Nach 4 km erreichten wir Ostabat. Von dort ging es weiter – mal entlang der Straße, mal über ruhige Waldwege. Nach 14,9 km legten wir in Mongelos eine wohlverdiente Mittagspause ein, bevor uns der Weg mit einem wunderschönen Panoramablick auf die Pyrenäen belohnte. Ganz ehrlich: Für solche Ausblicke läuft man dann doch gerne weiter.
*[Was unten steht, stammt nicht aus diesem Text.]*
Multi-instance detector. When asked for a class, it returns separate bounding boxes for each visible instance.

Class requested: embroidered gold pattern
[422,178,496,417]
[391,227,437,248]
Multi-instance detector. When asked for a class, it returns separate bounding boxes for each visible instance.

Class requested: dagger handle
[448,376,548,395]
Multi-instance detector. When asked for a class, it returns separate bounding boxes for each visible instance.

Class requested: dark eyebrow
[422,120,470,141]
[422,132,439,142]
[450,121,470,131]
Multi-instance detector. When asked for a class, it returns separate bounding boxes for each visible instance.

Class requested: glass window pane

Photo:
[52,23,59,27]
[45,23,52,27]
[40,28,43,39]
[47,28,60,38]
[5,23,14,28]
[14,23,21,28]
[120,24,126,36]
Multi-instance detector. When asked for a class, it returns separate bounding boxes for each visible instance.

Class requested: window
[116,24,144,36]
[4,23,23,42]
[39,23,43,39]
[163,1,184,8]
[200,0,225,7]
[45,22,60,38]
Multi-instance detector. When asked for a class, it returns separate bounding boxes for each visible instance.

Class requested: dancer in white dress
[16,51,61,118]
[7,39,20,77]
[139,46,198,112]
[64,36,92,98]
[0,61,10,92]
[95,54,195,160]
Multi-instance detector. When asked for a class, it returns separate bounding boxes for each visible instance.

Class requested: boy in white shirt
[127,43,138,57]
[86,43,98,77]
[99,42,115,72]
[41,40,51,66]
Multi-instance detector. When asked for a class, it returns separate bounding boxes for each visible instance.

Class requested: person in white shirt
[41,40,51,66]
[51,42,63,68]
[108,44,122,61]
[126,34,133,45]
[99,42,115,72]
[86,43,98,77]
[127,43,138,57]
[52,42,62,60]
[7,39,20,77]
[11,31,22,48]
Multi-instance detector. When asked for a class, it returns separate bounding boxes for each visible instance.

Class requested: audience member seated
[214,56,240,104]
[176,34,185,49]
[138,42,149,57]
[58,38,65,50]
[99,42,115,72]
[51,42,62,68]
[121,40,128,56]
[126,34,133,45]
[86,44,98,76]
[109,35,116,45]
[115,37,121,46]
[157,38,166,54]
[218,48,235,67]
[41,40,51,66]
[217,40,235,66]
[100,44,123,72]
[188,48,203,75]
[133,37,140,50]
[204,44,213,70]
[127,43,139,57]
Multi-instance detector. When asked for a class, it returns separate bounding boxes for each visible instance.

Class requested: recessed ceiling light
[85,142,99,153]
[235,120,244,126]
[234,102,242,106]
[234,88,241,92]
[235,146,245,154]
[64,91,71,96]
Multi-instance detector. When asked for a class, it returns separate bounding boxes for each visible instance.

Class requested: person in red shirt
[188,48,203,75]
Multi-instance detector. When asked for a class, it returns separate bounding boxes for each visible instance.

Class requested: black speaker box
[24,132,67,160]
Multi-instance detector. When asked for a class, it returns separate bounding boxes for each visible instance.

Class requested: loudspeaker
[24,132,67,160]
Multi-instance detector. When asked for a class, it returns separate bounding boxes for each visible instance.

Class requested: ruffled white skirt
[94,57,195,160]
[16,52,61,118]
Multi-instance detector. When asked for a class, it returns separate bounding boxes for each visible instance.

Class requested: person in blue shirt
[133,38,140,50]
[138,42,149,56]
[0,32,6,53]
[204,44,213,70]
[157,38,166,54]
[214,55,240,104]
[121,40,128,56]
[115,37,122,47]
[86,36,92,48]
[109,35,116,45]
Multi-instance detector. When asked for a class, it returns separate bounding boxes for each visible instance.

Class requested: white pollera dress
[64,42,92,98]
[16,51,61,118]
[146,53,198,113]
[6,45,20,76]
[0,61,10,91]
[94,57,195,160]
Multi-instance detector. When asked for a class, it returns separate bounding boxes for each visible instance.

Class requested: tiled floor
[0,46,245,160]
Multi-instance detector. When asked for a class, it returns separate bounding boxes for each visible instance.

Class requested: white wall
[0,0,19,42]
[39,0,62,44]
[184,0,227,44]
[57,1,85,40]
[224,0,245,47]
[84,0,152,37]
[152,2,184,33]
Bei Kilometer 23,5 erreichten wir Saint-Jean-le-Vieux und gönnten uns eine kurze Pause. Dort kamen wir mit zwei älteren Französinnen und einem Franzosen ins Gespräch. Es stellte sich heraus, dass die beiden Frauen ebenfalls für eine Krebsorganisation für Kinder unterwegs sind – „Imagine for Margo“. Mit Händen, Füßen und Google Translate tauschten wir uns aus und haben uns wirklich sehr über diese besondere Begegnung gefreut. Solche Momente machen den Camino einfach besonders.

Nach insgesamt 27,9 km und 470 Höhenmetern erreichten wir schließlich Saint-Jean-Pied-de-Port. Es fühlt sich ehrlich gesagt ziemlich surreal an, hier angekommen zu sein und zu realisieren, wie weit wir inzwischen gelaufen sind.

Für viele Pilger beginnt hier erst der Camino – für uns neigt sich dagegen das Kapitel Frankreich langsam dem Ende zu. Und irgendwie macht genau das diesen Ort noch besonderer.